荷物を運び出して、部屋ががらーんとすると、無性にさびしくなってきますね。

夢いっぱいで引っ越してきたときのことなどを、思い出してしまいます。

もしもわたしが夢遊病だったら、余裕で前の家に帰れちゃうだろうな〜。

同居人との会話、食事、近所のスーパーへの買い物くらいは、夢遊でできちゃいそうです。

それくらい、まだまだ身体に染みついているものがたくさんあるってことですが、大切なものだけが残ると信じて、ちょっとずつ変わっていきたいと思います。


さて、今回の引っ越しで思い出したことが一つ。

わたしが幼稚園生のときだったかな、近所の憧れのお姉さん(一歳上)が引っ越してしまったときのことです。

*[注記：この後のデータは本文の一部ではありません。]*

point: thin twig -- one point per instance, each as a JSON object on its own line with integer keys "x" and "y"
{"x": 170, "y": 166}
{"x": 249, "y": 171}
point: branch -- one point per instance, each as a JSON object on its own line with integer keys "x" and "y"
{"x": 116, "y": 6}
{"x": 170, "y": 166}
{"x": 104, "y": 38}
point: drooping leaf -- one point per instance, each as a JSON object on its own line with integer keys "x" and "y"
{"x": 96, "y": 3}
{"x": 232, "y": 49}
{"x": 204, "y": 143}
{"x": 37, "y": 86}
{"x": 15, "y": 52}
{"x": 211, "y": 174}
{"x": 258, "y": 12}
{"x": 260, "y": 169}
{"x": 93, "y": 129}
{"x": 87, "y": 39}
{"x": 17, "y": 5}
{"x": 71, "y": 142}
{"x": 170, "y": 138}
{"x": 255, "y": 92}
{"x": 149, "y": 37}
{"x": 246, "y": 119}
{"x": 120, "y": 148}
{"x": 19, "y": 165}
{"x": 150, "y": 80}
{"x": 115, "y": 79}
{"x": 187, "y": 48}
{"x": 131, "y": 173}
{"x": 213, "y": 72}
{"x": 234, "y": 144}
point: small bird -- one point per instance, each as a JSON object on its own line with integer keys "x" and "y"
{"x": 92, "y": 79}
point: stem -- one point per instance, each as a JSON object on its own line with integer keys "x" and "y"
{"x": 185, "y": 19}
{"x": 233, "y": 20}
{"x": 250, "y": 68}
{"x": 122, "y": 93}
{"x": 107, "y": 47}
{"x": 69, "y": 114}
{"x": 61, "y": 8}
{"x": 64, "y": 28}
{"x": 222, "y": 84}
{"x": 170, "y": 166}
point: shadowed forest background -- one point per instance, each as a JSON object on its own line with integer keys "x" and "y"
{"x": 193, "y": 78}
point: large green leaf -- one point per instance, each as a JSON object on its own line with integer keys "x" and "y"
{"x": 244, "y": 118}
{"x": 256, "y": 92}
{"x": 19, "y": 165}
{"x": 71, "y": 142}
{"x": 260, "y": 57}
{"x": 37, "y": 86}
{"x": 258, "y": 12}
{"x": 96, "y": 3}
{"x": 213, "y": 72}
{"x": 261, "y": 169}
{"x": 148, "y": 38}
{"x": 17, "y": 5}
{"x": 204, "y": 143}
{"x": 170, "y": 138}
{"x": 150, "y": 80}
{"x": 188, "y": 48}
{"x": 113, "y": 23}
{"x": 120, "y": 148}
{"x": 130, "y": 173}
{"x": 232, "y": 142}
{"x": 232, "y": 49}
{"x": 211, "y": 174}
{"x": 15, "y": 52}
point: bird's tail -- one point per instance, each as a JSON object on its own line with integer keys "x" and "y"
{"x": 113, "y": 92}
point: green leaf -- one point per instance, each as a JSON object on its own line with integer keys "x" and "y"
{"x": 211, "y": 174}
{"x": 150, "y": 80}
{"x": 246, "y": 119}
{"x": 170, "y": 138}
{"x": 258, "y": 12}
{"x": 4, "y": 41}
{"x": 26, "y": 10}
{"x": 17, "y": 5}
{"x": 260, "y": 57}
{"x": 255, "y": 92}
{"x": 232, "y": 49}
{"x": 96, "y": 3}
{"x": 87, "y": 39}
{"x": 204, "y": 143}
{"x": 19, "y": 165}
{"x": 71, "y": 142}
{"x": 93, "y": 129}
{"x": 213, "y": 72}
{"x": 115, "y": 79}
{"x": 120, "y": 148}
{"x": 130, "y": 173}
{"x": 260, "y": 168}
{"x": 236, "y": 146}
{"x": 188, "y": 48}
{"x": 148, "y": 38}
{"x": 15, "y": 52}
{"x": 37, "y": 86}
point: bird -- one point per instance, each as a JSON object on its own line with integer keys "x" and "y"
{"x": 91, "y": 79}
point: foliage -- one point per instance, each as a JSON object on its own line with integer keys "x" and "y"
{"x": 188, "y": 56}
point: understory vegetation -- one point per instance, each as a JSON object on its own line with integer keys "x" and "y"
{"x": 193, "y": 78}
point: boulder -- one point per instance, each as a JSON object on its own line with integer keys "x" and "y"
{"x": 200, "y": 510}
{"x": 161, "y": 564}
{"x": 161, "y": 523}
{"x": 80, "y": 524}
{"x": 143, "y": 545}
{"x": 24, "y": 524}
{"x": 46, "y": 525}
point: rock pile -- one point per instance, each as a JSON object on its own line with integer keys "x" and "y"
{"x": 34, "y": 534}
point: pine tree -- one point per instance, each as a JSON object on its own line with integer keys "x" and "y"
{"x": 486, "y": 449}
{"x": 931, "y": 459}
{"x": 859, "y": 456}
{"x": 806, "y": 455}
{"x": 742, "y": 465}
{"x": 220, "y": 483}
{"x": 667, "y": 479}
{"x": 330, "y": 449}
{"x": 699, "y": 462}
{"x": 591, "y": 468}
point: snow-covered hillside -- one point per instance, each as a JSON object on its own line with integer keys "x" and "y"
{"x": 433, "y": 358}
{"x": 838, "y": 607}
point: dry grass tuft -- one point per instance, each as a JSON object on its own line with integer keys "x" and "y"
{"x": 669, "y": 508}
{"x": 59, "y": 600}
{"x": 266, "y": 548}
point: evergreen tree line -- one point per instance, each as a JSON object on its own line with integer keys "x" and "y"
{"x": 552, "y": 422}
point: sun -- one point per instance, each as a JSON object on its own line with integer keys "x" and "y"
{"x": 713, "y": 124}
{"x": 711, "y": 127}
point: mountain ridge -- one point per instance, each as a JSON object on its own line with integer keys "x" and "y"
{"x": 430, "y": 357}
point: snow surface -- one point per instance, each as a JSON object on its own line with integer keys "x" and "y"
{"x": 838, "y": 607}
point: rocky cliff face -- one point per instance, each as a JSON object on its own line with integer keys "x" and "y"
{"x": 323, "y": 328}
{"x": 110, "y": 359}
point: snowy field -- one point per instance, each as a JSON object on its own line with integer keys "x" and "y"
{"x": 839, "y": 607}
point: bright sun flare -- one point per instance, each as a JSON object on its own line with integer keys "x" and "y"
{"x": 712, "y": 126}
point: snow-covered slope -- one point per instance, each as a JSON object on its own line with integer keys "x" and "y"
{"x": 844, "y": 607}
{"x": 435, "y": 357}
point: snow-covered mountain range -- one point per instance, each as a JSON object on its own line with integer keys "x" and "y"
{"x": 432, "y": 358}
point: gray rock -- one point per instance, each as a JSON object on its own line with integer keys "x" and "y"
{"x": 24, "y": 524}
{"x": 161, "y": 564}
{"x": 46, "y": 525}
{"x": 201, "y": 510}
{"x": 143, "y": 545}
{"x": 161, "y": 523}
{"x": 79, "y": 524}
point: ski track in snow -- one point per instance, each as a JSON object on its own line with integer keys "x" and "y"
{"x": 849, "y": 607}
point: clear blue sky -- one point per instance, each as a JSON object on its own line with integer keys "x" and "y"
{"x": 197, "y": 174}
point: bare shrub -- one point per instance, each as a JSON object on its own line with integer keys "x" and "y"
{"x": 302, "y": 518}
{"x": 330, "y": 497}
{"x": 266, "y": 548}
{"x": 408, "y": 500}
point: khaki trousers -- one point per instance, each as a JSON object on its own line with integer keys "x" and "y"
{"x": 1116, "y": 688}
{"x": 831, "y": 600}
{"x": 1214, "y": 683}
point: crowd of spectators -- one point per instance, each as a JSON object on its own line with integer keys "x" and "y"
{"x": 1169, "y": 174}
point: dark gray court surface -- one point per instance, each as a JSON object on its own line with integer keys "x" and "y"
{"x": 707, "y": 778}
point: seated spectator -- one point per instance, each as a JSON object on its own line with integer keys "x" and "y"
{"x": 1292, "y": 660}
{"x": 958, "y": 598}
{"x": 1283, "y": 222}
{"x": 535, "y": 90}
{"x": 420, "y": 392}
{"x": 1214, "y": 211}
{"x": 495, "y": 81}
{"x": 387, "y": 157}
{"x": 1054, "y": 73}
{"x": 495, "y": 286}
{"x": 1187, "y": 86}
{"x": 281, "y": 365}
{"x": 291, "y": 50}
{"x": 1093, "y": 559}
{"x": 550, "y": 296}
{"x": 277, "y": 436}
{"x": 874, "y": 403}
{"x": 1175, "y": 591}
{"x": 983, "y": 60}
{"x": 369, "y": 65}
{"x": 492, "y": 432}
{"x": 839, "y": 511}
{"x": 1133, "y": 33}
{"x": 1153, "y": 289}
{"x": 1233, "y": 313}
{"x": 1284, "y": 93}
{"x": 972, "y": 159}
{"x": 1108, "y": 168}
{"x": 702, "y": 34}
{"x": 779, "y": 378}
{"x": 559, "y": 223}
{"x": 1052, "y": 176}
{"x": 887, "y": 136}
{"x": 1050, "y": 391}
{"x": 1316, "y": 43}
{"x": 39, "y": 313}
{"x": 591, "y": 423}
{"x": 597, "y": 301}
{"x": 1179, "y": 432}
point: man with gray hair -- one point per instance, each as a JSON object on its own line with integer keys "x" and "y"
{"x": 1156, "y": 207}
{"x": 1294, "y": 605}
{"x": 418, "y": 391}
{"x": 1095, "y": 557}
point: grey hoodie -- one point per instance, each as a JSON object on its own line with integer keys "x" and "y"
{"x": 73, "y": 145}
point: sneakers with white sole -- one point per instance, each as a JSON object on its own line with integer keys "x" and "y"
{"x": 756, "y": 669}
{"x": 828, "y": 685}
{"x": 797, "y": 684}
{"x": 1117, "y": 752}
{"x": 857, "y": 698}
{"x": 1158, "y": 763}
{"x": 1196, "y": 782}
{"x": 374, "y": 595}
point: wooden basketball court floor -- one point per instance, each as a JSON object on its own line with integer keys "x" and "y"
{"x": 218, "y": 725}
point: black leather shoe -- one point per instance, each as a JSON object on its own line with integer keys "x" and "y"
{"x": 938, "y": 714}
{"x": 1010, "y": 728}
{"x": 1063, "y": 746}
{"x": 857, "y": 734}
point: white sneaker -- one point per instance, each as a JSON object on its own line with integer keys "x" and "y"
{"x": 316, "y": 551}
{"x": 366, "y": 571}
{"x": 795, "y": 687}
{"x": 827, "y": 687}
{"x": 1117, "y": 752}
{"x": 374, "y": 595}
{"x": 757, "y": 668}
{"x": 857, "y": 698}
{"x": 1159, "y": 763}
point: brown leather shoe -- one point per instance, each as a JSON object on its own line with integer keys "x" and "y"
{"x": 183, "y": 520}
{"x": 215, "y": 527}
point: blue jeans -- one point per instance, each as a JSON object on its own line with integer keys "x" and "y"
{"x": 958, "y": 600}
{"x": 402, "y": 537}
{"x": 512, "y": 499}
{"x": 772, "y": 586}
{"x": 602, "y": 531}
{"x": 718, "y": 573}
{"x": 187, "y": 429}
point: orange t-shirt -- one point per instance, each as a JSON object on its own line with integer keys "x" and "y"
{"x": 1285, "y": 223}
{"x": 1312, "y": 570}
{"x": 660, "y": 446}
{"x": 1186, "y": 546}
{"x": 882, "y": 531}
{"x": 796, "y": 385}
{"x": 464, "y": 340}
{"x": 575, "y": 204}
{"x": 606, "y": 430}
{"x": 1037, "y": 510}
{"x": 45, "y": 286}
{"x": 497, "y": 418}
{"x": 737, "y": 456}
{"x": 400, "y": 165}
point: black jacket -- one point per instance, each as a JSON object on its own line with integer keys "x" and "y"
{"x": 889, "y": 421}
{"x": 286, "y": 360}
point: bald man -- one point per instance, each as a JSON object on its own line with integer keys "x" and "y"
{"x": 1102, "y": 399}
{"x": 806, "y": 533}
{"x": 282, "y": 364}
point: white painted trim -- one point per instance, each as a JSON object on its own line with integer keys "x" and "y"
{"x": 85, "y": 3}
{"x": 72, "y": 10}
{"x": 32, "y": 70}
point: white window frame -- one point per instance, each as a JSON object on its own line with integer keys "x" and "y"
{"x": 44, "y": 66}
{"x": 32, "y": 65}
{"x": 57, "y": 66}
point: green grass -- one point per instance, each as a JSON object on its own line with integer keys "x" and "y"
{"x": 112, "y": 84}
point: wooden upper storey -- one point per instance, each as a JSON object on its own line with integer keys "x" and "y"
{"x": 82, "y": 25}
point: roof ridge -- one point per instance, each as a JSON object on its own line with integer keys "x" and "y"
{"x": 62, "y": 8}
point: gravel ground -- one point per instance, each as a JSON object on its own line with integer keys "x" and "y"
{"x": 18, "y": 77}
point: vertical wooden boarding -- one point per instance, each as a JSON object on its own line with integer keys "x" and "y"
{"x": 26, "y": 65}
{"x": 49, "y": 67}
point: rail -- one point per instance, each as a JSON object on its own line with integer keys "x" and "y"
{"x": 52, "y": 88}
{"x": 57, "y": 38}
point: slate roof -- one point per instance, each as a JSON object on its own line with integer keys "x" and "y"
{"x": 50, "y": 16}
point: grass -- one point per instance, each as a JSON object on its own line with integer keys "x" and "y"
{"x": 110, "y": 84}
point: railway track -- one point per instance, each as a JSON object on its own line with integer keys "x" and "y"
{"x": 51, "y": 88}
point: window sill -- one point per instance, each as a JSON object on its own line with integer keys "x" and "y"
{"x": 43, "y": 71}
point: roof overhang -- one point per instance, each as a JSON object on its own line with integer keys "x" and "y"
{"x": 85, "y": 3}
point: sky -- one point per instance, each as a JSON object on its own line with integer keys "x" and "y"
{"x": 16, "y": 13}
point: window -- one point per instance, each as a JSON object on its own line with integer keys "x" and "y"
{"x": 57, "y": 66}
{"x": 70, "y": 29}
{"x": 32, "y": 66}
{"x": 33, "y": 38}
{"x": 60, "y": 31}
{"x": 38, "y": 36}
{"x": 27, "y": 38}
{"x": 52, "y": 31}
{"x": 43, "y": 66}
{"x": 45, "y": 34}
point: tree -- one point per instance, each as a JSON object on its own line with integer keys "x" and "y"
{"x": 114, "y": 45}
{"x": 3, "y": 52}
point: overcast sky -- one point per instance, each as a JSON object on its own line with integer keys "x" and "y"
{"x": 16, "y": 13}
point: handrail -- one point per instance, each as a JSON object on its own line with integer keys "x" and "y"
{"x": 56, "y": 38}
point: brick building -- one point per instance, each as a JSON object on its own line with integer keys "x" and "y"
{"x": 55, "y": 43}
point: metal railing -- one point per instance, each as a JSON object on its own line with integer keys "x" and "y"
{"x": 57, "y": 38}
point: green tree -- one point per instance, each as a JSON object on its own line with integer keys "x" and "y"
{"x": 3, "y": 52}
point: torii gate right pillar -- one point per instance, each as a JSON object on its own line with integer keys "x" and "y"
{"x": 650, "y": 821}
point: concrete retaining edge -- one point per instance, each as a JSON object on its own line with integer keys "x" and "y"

素朴で、大人しいけど芯のある雰囲気がすてきな子でした。

よくお家に遊びに行かせてもらっていたのですが、ご家族の転勤で福岡から奈良へ引っ越してしまったのは、とても残念でした。

引っ越しという概念にはじめて遭遇したわたし。

とにかく会えなくなる、どこか遠くへ行ってしまうことは理解しましたが、でもまた会えるんじゃないかな?だって昨日まで普通に遊んでいたもの。と思っていました。

つまり、実感がわかなかったんですね。

だから、その子が引っ越したあとも、本当にもう会えなくなったのかな、ひょっとしたらいないかな、と確かめるつもりで、その子のお家(がらーんとしている)のインターホンを鳴らしてみたりしていました。

一回でちゃんとわかったので、何度も鳴らしたりはしませんでした。

泣きじゃくるとかでもなく、不思議と冷静に受けとめている感じ。あの時の、庭の感じや日当たり具合、自分の髪型などを、やけに詳しく覚えています。

これが、わたしが覚えている中で一番古いお別れの記憶。

その後、もうすっかり忘れた頃(わたし小5・相手小6)に、前情報もなくふいに彼女が転校生として学校に現れたときはびっくりしました。

わたしの習っていたバレーボールのチームに入ってくれて、中学の部活も自動的に一緒になりました。

かといって仲良しこよしは全然やっていないんですけどね。そういうさっぱりした距離感も含めて、彼女はわたしの憧れだったのかもしれません。

これが、わたしが覚えている中で、一番古くて幸せだった再会の記憶です。